UNDERSTANDING META-ANALYSIS

As a snapshot of meta-analysis, Field and Gillett’s definition constitutes a good point of departure: “Meta-analysis is a statistical tool for estimating the mean and variance of underlying population effects from a collection of empirical studies addressing ostensibly the same research question” (2010: 665). This statement crystallizes some central concepts about meta-analysis. First, meta-analysis is used to synthesize quantitative studies, and therefore it is generally not applicable to studies with other research designs such as ethno-graphy. Second, meta-analysis is used to (1) estimate the magnitude of an overall effect or relationship among the population based on the cumulative evidence contributed by a collection of sample studies, and (2) identify the factors accounting for the variability of the computed estimates. Third, a crucial assumption for the meta-analyzed studies is that they investigate the same construct. However, in reality there are often nuanced differences across studies in operationalizing the same construct.

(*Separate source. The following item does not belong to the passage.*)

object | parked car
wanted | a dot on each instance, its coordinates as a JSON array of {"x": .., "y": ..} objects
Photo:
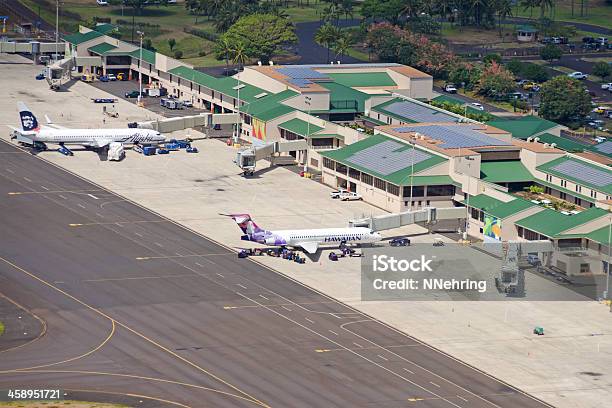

An easy way to understand the concept, procedure, implementation, and reporting of a meta-analysis is to conceive it as an empirical study, as it has all the components and follows the same procedure as the latter. To conduct a meta-analysis, the researcher must (a) formulate a research question, (b) collect, code and analyze the data, and (c) write a research report. The meta-analytic report follows a similar format to that of an empirical study (although there are special requirements as what to report in a meta-analysis): an introduction that expounds the research constructs and contextualizes the research question(s), a method section that shows how the synthesis is carried out, a results section that reports the findings, and a discussion section that interprets the findings (Cooper 2010). In meta-analysis, the “participants” are the empirical studies and the data for analysis are the effect sizes calculated using the quantitative data (e.g. means and standard deviations) contributed by the included studies (which are called primary studies in meta-analysis to distinguish them from the synthesis proper). The analysis involves aggregating the effect sizes to obtain a mean effect size, followed by moderator analysis that identifies variables mediating the effects or relationships. The building block of meta-analysis is therefore the effect size, a standardized numeric index that makes the results of primary studies comparable irrespective of their idiosyncratic methodological characteristics.

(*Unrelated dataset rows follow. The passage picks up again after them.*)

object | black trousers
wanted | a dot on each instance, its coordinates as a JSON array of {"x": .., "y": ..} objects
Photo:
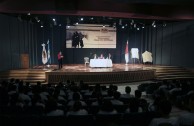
[{"x": 60, "y": 63}]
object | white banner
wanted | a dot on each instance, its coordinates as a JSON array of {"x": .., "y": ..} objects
[{"x": 90, "y": 36}]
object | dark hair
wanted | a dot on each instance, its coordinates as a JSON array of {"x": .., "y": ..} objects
[
  {"x": 127, "y": 89},
  {"x": 77, "y": 106},
  {"x": 107, "y": 106},
  {"x": 165, "y": 107},
  {"x": 137, "y": 93}
]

Glass coined the term “meta-analysis” in 1976 and conducted the first official meta-analysis with Smith in the following year on the effects of psychotherapy (1977). Subsequently a series of texts were published that have developed meta-analysis into a distinct, full-fledged subdivision within the field of statistics (Borensteinetal. 2009; Cooperetal. 2009; Hedges and Olkin 1985; Hunter and Schmidt 2004; Lipsey and Wilson 2001; Rosenthal 1984). Numerous journal articles have also appeared on how to fine-tune the technical aspects to obtain more robust results and on the norms of meta-analytic practice for conducting the analysis and reporting and interpreting the results (e.g. Aguinisetal. 2011; Kisamore and Brannick 2008; Oswald and Johnson 1998; Schmidtetal. 2009). Furthermore, statistical packages have been developed exclusively for meta-analysis (e.g. Borensteinetal. 2006). Meta-analysis has become a widely accepted method of research synthesis that generates reliable state-of-the-art information about a certain topic that has been empirically investigated (Aguinisetal. 2011; Hufetal. 2011).

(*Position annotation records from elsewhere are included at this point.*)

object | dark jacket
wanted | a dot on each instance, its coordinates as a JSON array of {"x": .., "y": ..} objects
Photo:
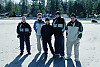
[
  {"x": 59, "y": 26},
  {"x": 74, "y": 26},
  {"x": 46, "y": 32},
  {"x": 23, "y": 30}
]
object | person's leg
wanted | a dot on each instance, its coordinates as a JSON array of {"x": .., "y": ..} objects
[
  {"x": 45, "y": 47},
  {"x": 69, "y": 48},
  {"x": 76, "y": 49},
  {"x": 51, "y": 48},
  {"x": 61, "y": 45},
  {"x": 56, "y": 45},
  {"x": 21, "y": 45},
  {"x": 27, "y": 41},
  {"x": 38, "y": 43}
]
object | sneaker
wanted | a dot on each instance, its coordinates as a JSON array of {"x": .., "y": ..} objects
[
  {"x": 21, "y": 53},
  {"x": 45, "y": 55},
  {"x": 68, "y": 58},
  {"x": 54, "y": 56},
  {"x": 39, "y": 52},
  {"x": 76, "y": 59},
  {"x": 62, "y": 57}
]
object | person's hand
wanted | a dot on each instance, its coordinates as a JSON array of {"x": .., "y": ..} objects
[{"x": 18, "y": 36}]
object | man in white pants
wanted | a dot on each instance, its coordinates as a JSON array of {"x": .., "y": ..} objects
[
  {"x": 74, "y": 31},
  {"x": 37, "y": 27}
]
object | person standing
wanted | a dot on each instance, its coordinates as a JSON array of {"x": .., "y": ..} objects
[
  {"x": 37, "y": 27},
  {"x": 74, "y": 31},
  {"x": 59, "y": 28},
  {"x": 46, "y": 33},
  {"x": 24, "y": 32}
]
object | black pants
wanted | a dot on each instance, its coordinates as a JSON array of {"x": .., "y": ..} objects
[
  {"x": 27, "y": 41},
  {"x": 45, "y": 46}
]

The history of meta-analysis in SLA can be traced to Ross (1998), who aggregated 60 correlation coefficients generated by 10 studies on the relationships between measures of self-assessment and other measures of proficiency. However, it is Norris and Ortega’s (2000) comprehensive synthesis of the research on L2 instruction that sparked a sweeping interest in meta-analysis in the field. This milestone article provided detailed, systematic information on meta-analysis and to some extent set the standards for subsequent meta-analyses. In 2006, the two authors edited a volume of synthetic reviews including five meta-analyses, which generated more momentum for the growth of meta-analytic reviews. To date, 22 meta-analyses have been published in SLA, out of which nine relate to different aspects of form-focused instruction (Kecketal. 2006; Lee and Huang 2008; Li 2010; Lyster and Saito 2010; Mackey and Goo 2007; Norris and Ortega 2000; Russell and Spada 2006; Spada and Tomita 2010; Truscott 2007), four concern computer-assisted language learning (Abraham 2008; Taylor 2009; Yun 2011; Zhao 2003), two pertain to strategy training (Plonsky 2011; Tayloretal. 2006), two have to do with testing (Ross 1998; In’nami and Koizumi 2009), and the rest investigated other aspects of L2 learning. (See Appendix for a list of SLA meta-analyses, the topic of each synthesis, the main findings, the sample size, and the type and magnitude of the overall mean effect size).

DOING META-ANALYSIS

As stated previously, similar to an empirical study, a meta-analysis entails formulating a research problem, collecting and analyzing the data, and reporting and interpreting the results. Despite the fact that meta-analysts in general comply with recommended norms and standards, there exists a high degree of methodological inconsistency among them (Dieckmannetal. 2009; Shercliffeetal. 2009). Methodological issues related to meta-analysis are more disconcerting than those of primary research because of its potentially larger impact on researchers, practitioners, and policy makers. In the following section, choices at each step of meta-analysis will be explicated, and related issues will be spelt out and discussed. SLA meta-analyses will be used for purposes of illustration and exemplification.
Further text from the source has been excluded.